Egypt circulated the draft on Wednesday evening and the 15-member council is due to vote at 3 p.m. ET on Thursday, diplomats said. They said it was unclear how the United States, which has protected Israel from U.N. action, would vote.
The White House declined to comment. Some council diplomats hope President Barack Obama, who has had a rocky relationship with Israeli Prime Minister Benjamin Netanyahu, may allow Security Council action by abstaining on the vote.
In a post on Twitter, Netanyahu said the United States "should veto the anti-Israel resolution at the U.N. Security Council on Thursday." The tweet gave no indication whether Israel had been informed of how Washington planned to vote.
A resolution needs nine votes in favor and no vetoes by the United States, France, Russia, Britain or China to be adopted.
U.N. diplomats see the resolution as a final chance for council action on the Middle East before Republican President-elect Donald Trump succeeds Democrat Obama on Jan. 20. Trump has signaled he would support Israel in a number of critical areas and not pressure it to engage in talks with the Palestinians.
Obama's administration has been highly critical of Israeli settlement construction in the occupied West Bank and East Jerusalem. U.S. officials said this month, however, that Obama was not expected to make major moves on Israeli-Palestinian peace before leaving office.
In 2011, the United States vetoed a draft resolution condemning Israeli settlements after the Palestinians refused a compromise offer from Washington. The United States says continued Israeli settlement activity lacks legitimacy.
The draft text to be voted on Thursday says the establishment of settlements by Israel has "no legal validity and constitutes a flagrant violation under international law."
It expresses grave concern that continuing settlement activities "are dangerously imperiling the viability of a two-state solution."
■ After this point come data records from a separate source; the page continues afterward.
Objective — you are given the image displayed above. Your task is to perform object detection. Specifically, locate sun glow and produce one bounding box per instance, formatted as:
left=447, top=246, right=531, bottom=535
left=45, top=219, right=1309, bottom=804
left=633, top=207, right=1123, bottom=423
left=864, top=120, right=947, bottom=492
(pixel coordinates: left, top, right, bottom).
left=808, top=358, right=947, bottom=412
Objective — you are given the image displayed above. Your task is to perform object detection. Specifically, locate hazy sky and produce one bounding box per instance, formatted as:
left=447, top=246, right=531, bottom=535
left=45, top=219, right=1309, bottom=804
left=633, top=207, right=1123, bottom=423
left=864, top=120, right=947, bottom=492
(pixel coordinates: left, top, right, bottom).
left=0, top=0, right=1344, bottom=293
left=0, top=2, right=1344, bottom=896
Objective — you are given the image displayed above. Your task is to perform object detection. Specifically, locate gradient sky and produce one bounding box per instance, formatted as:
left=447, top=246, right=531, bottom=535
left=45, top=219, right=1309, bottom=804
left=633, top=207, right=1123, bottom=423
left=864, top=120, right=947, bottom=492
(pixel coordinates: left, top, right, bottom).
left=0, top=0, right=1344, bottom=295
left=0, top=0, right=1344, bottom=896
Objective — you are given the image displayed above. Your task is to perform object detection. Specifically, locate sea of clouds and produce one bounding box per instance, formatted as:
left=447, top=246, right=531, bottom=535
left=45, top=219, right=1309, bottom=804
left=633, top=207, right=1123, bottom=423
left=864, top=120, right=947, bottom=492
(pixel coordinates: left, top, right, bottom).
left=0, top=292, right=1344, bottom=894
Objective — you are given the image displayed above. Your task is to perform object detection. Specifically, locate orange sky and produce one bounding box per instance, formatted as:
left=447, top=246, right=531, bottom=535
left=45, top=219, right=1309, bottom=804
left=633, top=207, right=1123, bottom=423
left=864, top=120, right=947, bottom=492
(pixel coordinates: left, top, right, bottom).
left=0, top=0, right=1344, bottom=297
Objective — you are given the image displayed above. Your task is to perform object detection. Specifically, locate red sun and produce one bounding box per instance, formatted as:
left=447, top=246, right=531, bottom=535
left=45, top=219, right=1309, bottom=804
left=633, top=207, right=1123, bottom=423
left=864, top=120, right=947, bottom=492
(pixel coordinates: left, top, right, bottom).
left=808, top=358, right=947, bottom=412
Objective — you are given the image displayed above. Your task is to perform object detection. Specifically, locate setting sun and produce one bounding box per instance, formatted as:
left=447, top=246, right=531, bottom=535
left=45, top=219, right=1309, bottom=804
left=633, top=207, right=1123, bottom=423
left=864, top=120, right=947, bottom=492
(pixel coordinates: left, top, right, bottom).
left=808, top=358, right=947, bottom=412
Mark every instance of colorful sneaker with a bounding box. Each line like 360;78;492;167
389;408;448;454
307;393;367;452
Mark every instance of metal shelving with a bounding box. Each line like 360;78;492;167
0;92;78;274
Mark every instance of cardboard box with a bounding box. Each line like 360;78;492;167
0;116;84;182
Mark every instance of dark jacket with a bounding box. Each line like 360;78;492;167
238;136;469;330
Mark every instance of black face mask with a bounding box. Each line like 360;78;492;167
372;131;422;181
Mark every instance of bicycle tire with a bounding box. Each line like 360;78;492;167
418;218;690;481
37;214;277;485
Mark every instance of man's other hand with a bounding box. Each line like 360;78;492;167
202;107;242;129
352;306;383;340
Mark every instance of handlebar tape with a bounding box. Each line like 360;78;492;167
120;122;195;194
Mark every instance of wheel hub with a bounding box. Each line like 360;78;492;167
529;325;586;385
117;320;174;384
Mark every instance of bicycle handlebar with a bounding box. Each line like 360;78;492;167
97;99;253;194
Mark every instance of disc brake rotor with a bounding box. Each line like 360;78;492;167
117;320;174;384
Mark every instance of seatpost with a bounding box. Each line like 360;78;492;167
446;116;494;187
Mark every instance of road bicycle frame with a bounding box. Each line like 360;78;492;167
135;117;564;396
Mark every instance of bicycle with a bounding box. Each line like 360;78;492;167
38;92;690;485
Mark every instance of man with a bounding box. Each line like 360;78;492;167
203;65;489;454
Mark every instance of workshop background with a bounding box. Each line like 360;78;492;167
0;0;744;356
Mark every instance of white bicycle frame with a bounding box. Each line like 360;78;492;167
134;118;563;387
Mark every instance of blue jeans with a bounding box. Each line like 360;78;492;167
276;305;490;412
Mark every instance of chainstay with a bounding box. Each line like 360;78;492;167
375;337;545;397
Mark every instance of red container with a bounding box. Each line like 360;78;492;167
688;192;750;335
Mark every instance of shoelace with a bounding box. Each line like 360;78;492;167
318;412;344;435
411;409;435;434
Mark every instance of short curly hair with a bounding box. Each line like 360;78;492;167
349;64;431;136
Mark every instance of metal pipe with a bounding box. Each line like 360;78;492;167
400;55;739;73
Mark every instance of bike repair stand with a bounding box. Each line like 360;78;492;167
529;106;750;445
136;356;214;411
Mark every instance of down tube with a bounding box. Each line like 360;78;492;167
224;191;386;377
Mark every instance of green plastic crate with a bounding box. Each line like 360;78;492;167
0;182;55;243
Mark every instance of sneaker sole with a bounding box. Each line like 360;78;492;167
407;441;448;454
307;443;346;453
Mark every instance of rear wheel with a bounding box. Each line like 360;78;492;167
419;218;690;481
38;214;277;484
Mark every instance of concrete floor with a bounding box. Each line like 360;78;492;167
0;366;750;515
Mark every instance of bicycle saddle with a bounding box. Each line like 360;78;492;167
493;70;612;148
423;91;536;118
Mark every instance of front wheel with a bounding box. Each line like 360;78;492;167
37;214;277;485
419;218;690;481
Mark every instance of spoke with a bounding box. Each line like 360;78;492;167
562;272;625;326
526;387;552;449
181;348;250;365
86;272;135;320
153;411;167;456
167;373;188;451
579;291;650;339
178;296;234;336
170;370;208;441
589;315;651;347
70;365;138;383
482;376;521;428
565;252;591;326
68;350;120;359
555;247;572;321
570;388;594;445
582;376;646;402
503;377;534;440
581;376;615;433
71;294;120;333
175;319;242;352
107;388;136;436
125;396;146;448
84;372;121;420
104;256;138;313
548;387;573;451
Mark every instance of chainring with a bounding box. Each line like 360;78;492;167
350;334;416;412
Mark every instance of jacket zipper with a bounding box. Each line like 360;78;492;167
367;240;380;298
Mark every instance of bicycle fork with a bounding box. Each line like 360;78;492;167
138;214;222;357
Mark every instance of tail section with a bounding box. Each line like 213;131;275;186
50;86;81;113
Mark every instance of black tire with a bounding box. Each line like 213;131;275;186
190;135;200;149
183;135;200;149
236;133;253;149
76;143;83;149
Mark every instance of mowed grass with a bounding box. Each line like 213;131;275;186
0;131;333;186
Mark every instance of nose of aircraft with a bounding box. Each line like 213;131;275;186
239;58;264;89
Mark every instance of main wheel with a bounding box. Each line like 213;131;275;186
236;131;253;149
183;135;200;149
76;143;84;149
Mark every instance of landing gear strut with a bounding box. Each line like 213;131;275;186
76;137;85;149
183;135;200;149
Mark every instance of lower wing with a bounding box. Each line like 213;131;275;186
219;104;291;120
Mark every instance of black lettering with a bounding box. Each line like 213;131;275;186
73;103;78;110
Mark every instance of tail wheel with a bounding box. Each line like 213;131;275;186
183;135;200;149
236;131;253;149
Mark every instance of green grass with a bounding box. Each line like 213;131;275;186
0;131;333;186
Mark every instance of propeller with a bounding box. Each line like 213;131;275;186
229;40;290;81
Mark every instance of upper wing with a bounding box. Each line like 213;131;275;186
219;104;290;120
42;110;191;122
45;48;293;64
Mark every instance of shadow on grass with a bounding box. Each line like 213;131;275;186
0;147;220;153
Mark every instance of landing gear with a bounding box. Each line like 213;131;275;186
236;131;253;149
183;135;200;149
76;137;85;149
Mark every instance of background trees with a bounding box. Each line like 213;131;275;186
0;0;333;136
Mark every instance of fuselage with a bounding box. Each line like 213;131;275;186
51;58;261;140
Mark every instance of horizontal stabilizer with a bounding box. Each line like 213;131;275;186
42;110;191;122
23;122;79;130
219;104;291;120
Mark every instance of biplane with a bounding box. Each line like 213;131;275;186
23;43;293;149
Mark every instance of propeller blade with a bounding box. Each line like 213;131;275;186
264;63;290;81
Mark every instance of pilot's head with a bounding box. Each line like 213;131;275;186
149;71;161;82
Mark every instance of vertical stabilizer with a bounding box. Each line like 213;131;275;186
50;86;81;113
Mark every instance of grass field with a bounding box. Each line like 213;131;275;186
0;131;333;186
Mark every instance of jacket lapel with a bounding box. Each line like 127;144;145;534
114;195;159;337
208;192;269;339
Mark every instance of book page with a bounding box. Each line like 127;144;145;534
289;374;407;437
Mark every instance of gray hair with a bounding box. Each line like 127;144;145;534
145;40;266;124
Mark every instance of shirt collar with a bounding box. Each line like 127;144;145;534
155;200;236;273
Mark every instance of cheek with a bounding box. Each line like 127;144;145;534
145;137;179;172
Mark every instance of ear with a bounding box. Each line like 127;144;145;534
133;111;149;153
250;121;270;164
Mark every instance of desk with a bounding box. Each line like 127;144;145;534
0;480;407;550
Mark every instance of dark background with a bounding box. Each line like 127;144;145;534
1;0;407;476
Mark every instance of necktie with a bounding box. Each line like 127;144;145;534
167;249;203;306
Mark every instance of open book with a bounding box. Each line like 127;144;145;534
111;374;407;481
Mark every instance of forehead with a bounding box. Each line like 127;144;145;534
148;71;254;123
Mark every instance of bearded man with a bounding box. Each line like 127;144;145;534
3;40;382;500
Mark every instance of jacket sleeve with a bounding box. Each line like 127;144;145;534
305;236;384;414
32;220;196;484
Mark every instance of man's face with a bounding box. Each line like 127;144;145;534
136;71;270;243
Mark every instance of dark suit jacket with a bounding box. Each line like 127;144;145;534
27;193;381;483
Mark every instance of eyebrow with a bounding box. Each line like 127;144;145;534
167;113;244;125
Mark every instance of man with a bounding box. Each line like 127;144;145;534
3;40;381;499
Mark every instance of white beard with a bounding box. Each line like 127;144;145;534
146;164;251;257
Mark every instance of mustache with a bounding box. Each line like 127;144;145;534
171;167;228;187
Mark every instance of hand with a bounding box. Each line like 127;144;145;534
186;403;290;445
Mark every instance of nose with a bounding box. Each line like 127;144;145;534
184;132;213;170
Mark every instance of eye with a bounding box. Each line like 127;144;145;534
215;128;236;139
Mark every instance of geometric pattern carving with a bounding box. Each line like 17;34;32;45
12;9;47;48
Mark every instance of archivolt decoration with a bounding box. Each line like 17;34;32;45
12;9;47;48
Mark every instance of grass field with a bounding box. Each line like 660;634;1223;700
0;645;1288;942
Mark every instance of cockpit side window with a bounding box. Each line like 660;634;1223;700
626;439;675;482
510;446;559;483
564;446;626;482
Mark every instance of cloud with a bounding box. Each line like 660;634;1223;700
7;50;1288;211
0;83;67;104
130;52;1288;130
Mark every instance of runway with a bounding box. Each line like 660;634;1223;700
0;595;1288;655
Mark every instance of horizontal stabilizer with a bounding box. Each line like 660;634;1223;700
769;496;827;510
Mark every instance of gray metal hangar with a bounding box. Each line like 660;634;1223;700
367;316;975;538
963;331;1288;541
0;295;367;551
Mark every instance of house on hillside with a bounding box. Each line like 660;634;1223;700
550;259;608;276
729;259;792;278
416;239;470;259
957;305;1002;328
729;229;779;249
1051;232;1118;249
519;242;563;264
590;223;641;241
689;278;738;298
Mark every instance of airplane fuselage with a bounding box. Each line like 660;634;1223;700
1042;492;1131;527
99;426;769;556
The Palestinians want an independent state in the West Bank, Gaza and East Jerusalem, areas Israel captured in a 1967 war. Most countries and the United Nations view Israeli West Bank settlements as illegal and an obstacle to peace.
Israel disputes that settlements are illegal and says their final status should be determined in any future talks on Palestinian statehood. The last round of U.S.-led peace talks between the Israelis and Palestinians collapsed in 2014.
Israeli U.N. Ambassador Danny Danon called the draft "the peak of hypocrisy" and said: "It is absurd that at a time when thousands are being massacred in Syria, the Security Council is devoting time and energy to convene and discuss condemning the only true democracy in the Middle East."
The draft said the council would "reiterate its demand that Israel immediately and completely cease all settlement activities in the occupied Palestinian territory, including East Jerusalem, and that it fully respect all of its legal obligations in this regard."
The "Quartet" sponsoring the stalled Middle East peace process — the United States, Russia, the European Union and the United Nations — said in July that Israel should stop building settlements.
The Quartet report said at least 570,000 Israelis were living in the settlements.